LHOKSEUMAWE, KompasProperti - Sejumlah mobil terlihat berjejer di kompleks Bandara Malikussaleh di Desa Pinto Makmur, Kecamatan Dewantara, Aceh Utara, Minggu (9/7/2017).
Sebagian kendaraan roda empat itu terparkir di tanah kosong bersisian dengan bandara. Di tanah kosong itu pula banyak warga berdiri sembari melambaikan tangan pada penumpang yang hendak terbang.
Di sudut kiri bandara sebuah warung sederhana berdiri. Penumpang dan keluarganya duduk di kursi berbahan plastik yang ditempatkan hingga ke luar warung.
Beruntung ada pohon nan rimbun yang membuat warung itu sejuk. Pohon ini tak membuat warga gerah sembari menunggu jadwal penerbangan tiba.
Bandara ini sebelumnya milik PT Arun NGL, perusahaan pengolahan gas alam cair. Ketika perusahaan pelat merah itu tutup, aset tersebut diserahkan ke Pemerintah Kabupaten (Pemkab) Aceh Utara pada 16 Juni 2015 silam.
Namun, sejak fasilitas ini diserahkan kepada Pemkab Aceh Utara, belum ada perubahan signifikan. Hanya satu ruang bertambah dengan tulisan gerai "Dekranasda" di atasnya.
Kondisi bangunan lainnya masih utuh, macam ruang tunggu, dan dua ruang tunggu VIP, serta dua toilet masing-masing untuk pria dan wanita.
Kunjungan Presiden Joko Widodo (Jokowi) beberapa waktu lalu ke Aceh Utara ternyata tak membuat perubahan besar.
Saat itu, Jokowi berjanji membantu memperpanjang landasan pacu bandara.

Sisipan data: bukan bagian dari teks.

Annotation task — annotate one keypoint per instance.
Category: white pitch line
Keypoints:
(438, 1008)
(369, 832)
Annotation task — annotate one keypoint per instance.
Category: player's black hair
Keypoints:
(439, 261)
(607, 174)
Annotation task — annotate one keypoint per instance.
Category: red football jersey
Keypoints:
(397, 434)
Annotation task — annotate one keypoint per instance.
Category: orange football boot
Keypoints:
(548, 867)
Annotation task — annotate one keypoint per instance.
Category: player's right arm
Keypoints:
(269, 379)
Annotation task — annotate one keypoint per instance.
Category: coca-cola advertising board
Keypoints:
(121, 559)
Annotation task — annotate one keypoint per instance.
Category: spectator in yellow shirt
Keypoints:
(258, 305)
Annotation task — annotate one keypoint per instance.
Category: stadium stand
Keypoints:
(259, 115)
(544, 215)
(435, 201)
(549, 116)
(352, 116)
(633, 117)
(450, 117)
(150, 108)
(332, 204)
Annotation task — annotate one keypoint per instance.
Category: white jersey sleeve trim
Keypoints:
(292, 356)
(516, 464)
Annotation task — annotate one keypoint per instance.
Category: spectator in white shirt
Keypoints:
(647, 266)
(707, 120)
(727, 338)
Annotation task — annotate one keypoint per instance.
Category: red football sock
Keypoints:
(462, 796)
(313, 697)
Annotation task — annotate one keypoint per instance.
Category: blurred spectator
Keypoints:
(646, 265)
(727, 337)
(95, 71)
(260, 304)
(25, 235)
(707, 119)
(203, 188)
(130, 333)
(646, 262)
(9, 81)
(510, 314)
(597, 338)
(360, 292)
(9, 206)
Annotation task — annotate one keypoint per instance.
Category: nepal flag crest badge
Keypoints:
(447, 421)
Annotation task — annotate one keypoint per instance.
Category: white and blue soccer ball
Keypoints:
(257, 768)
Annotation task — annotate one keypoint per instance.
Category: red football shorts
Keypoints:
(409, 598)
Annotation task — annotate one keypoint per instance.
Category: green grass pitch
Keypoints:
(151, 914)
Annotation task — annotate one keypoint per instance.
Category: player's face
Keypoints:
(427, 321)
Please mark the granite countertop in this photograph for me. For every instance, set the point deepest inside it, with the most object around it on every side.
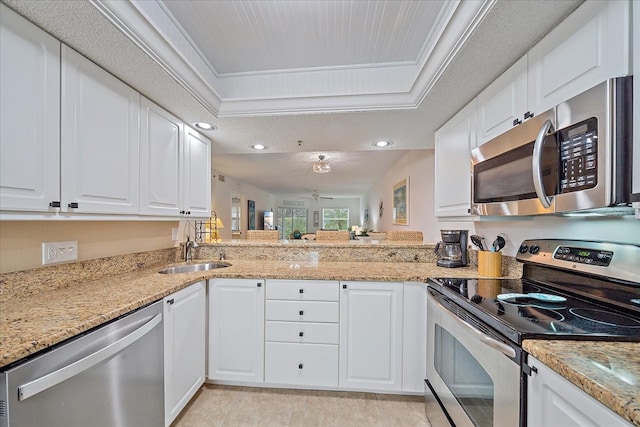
(33, 322)
(607, 371)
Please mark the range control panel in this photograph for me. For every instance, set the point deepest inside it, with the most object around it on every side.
(584, 256)
(611, 260)
(578, 156)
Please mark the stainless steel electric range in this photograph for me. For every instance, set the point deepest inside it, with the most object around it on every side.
(476, 370)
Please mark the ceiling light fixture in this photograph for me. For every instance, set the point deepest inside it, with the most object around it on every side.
(204, 126)
(382, 144)
(322, 165)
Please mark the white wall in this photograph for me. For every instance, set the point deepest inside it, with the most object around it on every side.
(221, 203)
(418, 165)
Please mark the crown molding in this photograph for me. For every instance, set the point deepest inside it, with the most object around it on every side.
(358, 88)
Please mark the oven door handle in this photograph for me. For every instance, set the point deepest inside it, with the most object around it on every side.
(537, 163)
(493, 343)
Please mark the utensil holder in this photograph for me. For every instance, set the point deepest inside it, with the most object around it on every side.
(490, 264)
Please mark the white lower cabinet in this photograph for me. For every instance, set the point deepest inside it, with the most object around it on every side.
(414, 337)
(553, 401)
(236, 330)
(184, 347)
(371, 335)
(301, 364)
(302, 333)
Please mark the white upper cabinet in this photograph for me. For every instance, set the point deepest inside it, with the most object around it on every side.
(197, 175)
(503, 103)
(100, 139)
(29, 115)
(161, 141)
(371, 336)
(454, 142)
(589, 47)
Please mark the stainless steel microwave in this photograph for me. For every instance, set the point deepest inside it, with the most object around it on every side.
(573, 157)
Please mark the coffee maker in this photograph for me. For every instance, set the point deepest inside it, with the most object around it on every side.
(452, 250)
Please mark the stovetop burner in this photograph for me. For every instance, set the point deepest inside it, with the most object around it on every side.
(605, 317)
(569, 289)
(572, 318)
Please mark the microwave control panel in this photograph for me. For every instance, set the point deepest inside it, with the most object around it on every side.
(578, 156)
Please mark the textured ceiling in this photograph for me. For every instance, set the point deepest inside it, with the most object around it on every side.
(507, 31)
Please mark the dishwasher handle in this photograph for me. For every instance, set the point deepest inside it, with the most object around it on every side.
(43, 383)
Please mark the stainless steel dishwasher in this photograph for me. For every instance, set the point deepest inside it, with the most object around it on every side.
(112, 376)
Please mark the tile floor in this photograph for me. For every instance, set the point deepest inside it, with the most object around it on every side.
(226, 406)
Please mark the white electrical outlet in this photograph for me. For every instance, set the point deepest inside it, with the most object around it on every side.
(55, 252)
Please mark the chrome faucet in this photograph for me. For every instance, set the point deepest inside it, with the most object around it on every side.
(188, 249)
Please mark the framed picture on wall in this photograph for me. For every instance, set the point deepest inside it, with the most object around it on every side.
(401, 202)
(252, 215)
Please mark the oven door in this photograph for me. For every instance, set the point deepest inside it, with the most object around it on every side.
(472, 375)
(517, 172)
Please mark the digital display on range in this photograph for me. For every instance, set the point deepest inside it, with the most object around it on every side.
(583, 256)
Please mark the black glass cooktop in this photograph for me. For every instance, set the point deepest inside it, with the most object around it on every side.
(560, 315)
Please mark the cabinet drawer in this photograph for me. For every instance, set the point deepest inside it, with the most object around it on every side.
(303, 290)
(303, 332)
(303, 311)
(304, 364)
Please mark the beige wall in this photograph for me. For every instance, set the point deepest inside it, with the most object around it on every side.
(21, 241)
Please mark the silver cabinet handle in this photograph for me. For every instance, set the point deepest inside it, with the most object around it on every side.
(493, 343)
(537, 159)
(34, 387)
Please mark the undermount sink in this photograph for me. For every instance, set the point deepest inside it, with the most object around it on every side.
(190, 268)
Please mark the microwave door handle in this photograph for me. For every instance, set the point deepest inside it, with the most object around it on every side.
(537, 163)
(493, 343)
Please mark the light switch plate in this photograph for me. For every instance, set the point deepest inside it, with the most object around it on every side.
(56, 252)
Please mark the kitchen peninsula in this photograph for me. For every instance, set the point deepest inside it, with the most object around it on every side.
(43, 307)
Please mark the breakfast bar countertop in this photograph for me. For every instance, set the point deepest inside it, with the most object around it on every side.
(607, 371)
(33, 320)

Sayangnya janji itu belum terealisasi.
"Padahl maket run way baru sudah ada. Lihat ini dia," sebut Kepala Bandara Malikussaleh, Miswan.

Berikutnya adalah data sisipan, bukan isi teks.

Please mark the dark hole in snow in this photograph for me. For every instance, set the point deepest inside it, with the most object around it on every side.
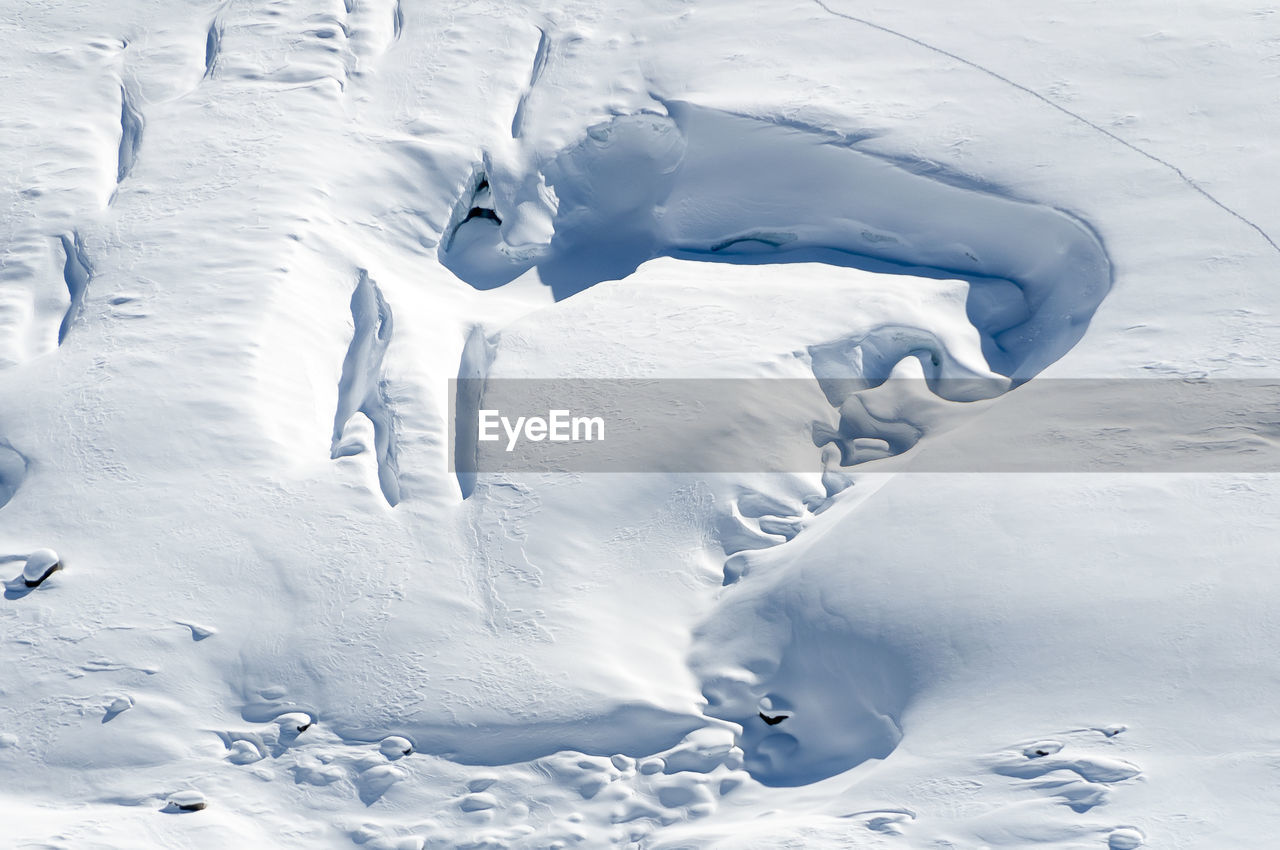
(480, 213)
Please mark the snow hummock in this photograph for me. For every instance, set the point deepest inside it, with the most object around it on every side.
(247, 246)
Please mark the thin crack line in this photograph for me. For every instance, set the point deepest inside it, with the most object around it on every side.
(1059, 108)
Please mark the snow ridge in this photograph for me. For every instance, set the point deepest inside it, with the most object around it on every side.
(1066, 112)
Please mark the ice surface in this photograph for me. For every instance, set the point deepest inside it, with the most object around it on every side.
(246, 246)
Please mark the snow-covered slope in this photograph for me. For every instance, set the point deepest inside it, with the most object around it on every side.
(246, 248)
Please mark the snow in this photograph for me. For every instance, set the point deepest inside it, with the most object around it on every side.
(248, 245)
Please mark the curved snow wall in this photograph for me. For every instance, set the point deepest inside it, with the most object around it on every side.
(705, 184)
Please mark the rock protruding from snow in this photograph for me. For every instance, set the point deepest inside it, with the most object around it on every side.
(41, 563)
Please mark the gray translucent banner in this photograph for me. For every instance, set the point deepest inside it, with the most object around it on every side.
(794, 425)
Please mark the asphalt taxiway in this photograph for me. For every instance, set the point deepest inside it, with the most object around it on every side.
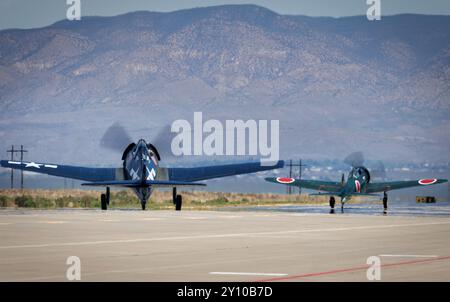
(121, 245)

Namun, sambung Miswan, dia belum tahu kapan penambahan landasan pacu dan segala macam fasilitas pendukungnya itu dibangun.
"Mungkin tahun 2025," kata Miswan tertawa.
Sementara Kepala Dinas Perhubungan Aceh Utara, F Barli mengatakan tahun lalu pemerintah pusat telah menyerahkan surat pada Kementerian Perhubungan RI. Isinya menyerahkan aset itu di bawah pengelolaan kementerian.
"Itu kan sesuai arahan presiden. Kalau di bawah kementerian maka pengembangan bandara lebih cepat. Kalau kita kelola itu masih subsidi dari dana daerah yang terbatas," tutur Barli.
Pemkab Aceh Utara, sambung Badli, tak mampu mengelola bandara itu. Saban tahun, pemkab menyubsidi bandara itu sebesar Rp 1,7 miliar.